Economics and Strategy

Risk Aversion Overwhelms Fundamentals

Global equities experienced a rollercoaster ride as sentiment shifts on the US-China trade dispute collided with a stream of Dovish commentary from central bankers. Risk aversion was a key theme last quarter as investors sold equities and poured cash into money market funds and US treasuries at a rate similar to that seen last December and during the 2008 Global Financial Crisis. Worries over a U.S. recession, deteriorating global trade and soft economic data led some EM central banks to break with convention and ease before the Fed.

Conviction levels among global equity investors is low, and this has been reflected not only in fund flows away from shares but also investors ignoring extremely attractive valuations. Furthermore, while economic data has reversed, there are no signs that the world is heading into a deflationary abyss with 1Q19 European wage data the best since 2009. Moreover, the drop in negative nominal yields has meant that real interest rates are extremely accommodative for financial markets, especially for equities.

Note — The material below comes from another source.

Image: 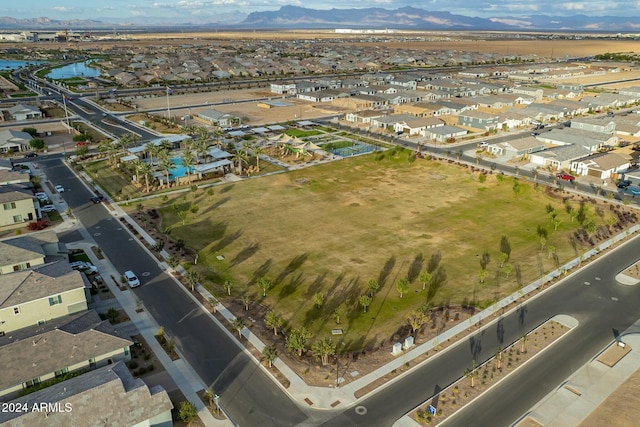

One of the dichotomies confusing investors presently is the divergence between manufacturing and services data releases. The former has seen poorer announcements which disproportionately effect earnings estimates while the latter is experiencing ongoing expansion but there are few pure listed service companies. We expect equity investors to ‘capitulate’ and switch from cash to equities as earnings revisions become “less bad” over the next quarter. Valuations are very attractive in Europe, EM and within the S&P 500 energy, materials and industrials.